There are now numerous IP cases where foreign judges have decided that Chinese courts failed to provide adequate notice or procedural transparency.  The Delhi High Court in InterDigital v Xiaomi,  noted in its AASI decision that the parallel Wuhan case “appear[s] to have been less than fair, not only to the plaintiff, but also to this Court.” Judge Kaplan in Vringo v. ZTE, another SEP dispute, noted that:  “Vringo long remained entirely unaware of the Shenzhen litigation.  It was not until June 26, 2014 – more than four months after the lawsuit was initiated – that it received a copy.”  In a non-SEP case involving semiconductor manufacturing equipment, and a US company,  Veeco, a preliminary  injunction was issued “without providing notice …  and without hearing”  in order to undermine a long pre-existing foreign proceeding in the Eastern District of New York.   Knowles, another US corporation, which was sued in China in retaliation for filing a Section 337 patent action, was also barred from attending legal proceedings and stated that “a fair trial is impossible.”  In antitrust actions, including IP-related antitrust actions, the situation had become so severe that the US government had to obtain a promise from China that it would “allow Chinese practicing lawyers to attend and participate in meetings with any of the three [anti-trust agencies].”   Still worse, foreign lawyers have complained that company officials have been threatened with arrest if they did participate in meetings in China, and there have been rising concerns of detentions of foreigners as commercial hostages including during the pendency of civil litigations

As Mark Jia notes, this is within the discretion of the presiding judge.  While judicial procedures vary from nation to nation, delays in notification to adverse parties can raise concerns about violation of generally accepted standards of IP litigation, as reflected in the TRIPS Agreement.  That agreement requires “timely” written notice of “civil judicial procedures” to the parties as well as the right to an “independent counsel” (Art. 42 “Fair and Equitable Procedures”). 

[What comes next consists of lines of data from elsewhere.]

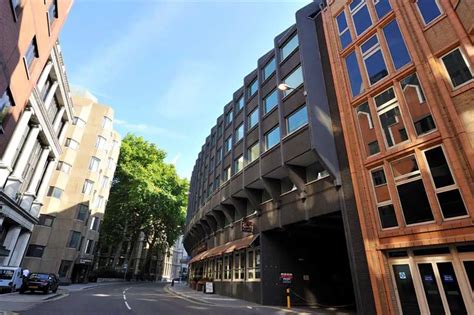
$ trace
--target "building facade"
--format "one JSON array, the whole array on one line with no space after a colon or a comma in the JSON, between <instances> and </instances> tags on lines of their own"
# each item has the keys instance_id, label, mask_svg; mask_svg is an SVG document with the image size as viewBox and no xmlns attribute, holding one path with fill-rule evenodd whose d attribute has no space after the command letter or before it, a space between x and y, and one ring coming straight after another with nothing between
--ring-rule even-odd
<instances>
[{"instance_id":1,"label":"building facade","mask_svg":"<svg viewBox=\"0 0 474 315\"><path fill-rule=\"evenodd\" d=\"M112 108L87 91L73 94L74 123L47 186L45 204L22 266L84 282L92 270L99 227L120 151Z\"/></svg>"},{"instance_id":2,"label":"building facade","mask_svg":"<svg viewBox=\"0 0 474 315\"><path fill-rule=\"evenodd\" d=\"M71 5L0 3L0 265L21 263L73 118L57 42Z\"/></svg>"},{"instance_id":3,"label":"building facade","mask_svg":"<svg viewBox=\"0 0 474 315\"><path fill-rule=\"evenodd\" d=\"M189 283L267 305L285 304L290 286L295 304L373 314L320 8L297 12L206 138L184 235Z\"/></svg>"},{"instance_id":4,"label":"building facade","mask_svg":"<svg viewBox=\"0 0 474 315\"><path fill-rule=\"evenodd\" d=\"M474 1L322 15L377 313L474 313Z\"/></svg>"}]
</instances>

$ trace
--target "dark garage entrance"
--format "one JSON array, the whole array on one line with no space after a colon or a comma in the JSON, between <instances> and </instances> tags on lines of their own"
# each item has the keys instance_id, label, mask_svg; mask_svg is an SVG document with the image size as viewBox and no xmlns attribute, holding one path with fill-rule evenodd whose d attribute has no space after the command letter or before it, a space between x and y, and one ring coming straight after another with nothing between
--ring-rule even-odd
<instances>
[{"instance_id":1,"label":"dark garage entrance","mask_svg":"<svg viewBox=\"0 0 474 315\"><path fill-rule=\"evenodd\" d=\"M280 273L292 273L292 303L355 309L340 212L261 234L263 304L284 305Z\"/></svg>"}]
</instances>

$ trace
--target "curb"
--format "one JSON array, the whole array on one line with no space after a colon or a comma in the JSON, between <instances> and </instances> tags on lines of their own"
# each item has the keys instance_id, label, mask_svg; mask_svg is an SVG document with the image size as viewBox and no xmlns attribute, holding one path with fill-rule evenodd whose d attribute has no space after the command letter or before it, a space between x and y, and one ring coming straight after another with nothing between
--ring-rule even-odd
<instances>
[{"instance_id":1,"label":"curb","mask_svg":"<svg viewBox=\"0 0 474 315\"><path fill-rule=\"evenodd\" d=\"M174 295L177 295L185 300L189 300L193 303L198 303L198 304L201 304L201 305L212 305L212 306L218 306L217 304L214 304L214 303L210 303L210 302L207 302L207 301L203 301L203 300L199 300L199 299L196 299L194 297L190 297L190 296L187 296L186 294L183 294L181 292L178 292L174 289L171 289L171 286L170 285L166 285L165 286L165 291L169 294L174 294Z\"/></svg>"}]
</instances>

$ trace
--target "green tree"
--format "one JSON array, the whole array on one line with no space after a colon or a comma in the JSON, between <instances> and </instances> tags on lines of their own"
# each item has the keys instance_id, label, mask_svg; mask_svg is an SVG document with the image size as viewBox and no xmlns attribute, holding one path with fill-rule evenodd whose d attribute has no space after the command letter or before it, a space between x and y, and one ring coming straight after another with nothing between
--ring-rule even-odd
<instances>
[{"instance_id":1,"label":"green tree","mask_svg":"<svg viewBox=\"0 0 474 315\"><path fill-rule=\"evenodd\" d=\"M100 250L114 257L112 267L121 253L130 258L142 235L149 252L143 269L150 268L151 253L162 253L183 231L189 185L165 157L142 137L122 140L100 233Z\"/></svg>"}]
</instances>

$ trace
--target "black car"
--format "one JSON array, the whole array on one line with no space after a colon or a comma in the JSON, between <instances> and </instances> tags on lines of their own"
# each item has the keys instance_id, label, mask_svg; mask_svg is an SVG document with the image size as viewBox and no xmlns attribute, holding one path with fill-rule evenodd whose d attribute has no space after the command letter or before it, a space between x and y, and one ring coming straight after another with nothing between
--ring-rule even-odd
<instances>
[{"instance_id":1,"label":"black car","mask_svg":"<svg viewBox=\"0 0 474 315\"><path fill-rule=\"evenodd\" d=\"M52 273L30 273L23 281L23 285L20 289L20 293L26 291L42 291L44 294L48 294L49 291L56 293L58 291L59 279L55 274Z\"/></svg>"}]
</instances>

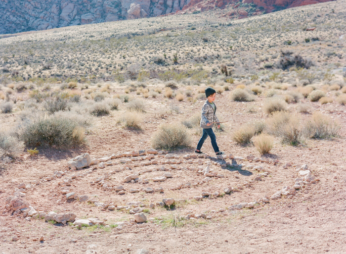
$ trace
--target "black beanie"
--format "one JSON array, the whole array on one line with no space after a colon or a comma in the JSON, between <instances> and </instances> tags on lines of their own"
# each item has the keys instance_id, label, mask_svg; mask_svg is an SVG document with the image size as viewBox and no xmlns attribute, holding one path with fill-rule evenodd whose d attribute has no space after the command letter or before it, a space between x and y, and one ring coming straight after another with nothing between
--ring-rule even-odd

There are other, troubling aspects of the December 25 decision. The court appears to base its jurisdiction on SEP cases being global and affecting Chinese and other national and territorial courts (pp. 2, 11).  It therefore has jurisdiction over “global licensing conditions, including licensing rates” (p. 7).  The court does not explain its departure from prior Chinese practice, such as the Guangdong SEP Guidelines, which would authorize a court to consider a worldwide rate setting if the parties agreed to it, nor does it consider whether it is the optimal form for these disputes.  Long-standing US precedent for ASI’s also establishes that “comity teaches that the sweep of the injunction should be no broader than necessary to avoid the harm on which the injunction is predicated.” (Laker Airways v. Sabena, 731 F.2d 909, 933 n. 81 (D.C. Cir. 1984)).  The court also adopts an anti-trust like approach to granting the ASI, by looking at harm to consumers and competition if an infringer were to be enjoined (p 10, para. 4). A thoughtful analysis of the choice of law and ASI issues could likely have helped de-escalate and de-conflict the issues. To rub salt further into the choice of law wound, the ASI extends to access to all courts, including those of the United States, and thereby includes US patent matters (Decision, p. 12, para. 2).  

To be fair, Chinese courts’ entry into the “global SEP litigation” arena in 2020 has been preceded by global rate setting decisions elsewhere in the world, including the recent Conversant and Unwired Planet cases in the United Kingdom.  Additionally, the Chinese courts have been instructed to take a more aggressive approach to international parallel litigation. The court at this stage should, however, also be committed to the increase of procedural fairness  as well as careful legal analysis in order to minimize friction among the parties and with other jurisdictions.

Updated on January 5 & 11, and Feb. 21, 2021 to correct minor typographical errors.